15. Seamless (acoustic version)

related links
  • Grade
  • Victory Records
  • Sometimes it's best to go back to the beginning to see where a band is coming from. Despite the title, The Embarrassing Beginning, this album is a look at Grade's beginning that should fill this band with a great deal of pride. It's amazing to think it's been 6 years since the "Grade/Believe" Split CD recording sessions. This fact and the music itself makes this an amazing accomplishment. To sum it up easily, these songs are wicked.

    The album opens up with "Cripple" which comes with the same feel as some of the new Grade songs, but then the floor drops out and you're left with an explosive chorus that kicks the album to the next level. It's extremely hard to believe that this band achieved this type of sound and energy in their early recordings.
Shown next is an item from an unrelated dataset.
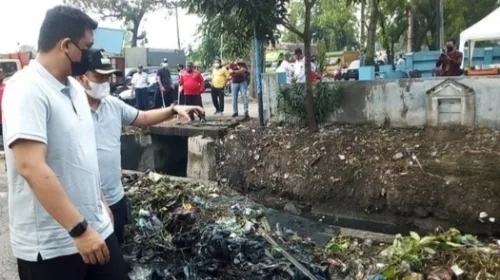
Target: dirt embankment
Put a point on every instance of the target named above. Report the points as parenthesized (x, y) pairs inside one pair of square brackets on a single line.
[(415, 177)]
    The album stays with the hardcore/metal vibe for most of the album. If you are expecting the newer, more evolved Grade you'll be very suprised at what you hear. The end of the CD is more like the Grade I had come to know and love. "Stolen Bikes Ride Faster" is definitely one of my favorite Grade songs after hearing this album.

    The gems of this album are the acoustic tracks. There are few people in this world who could pull off what Grade has pulled off, keeping the power of hardcore in an acoustic song. They still pull off the harsh vocals and even some of the screaming without ever losing you as a listener. These songs also showcased the many talents of the band. There is some great guitar work on the songs. These songs were quite impressive.

    This album was the missing link in the evolution of Grade, and it gives a wonderful view into everything this band can accomplish. They are a talented band who can pull off nearly any sound and come off serious. I wish more bands would be as bold as Grade and release their earlier recordings today for everyone who wasn't there in the "embarrassing beginning."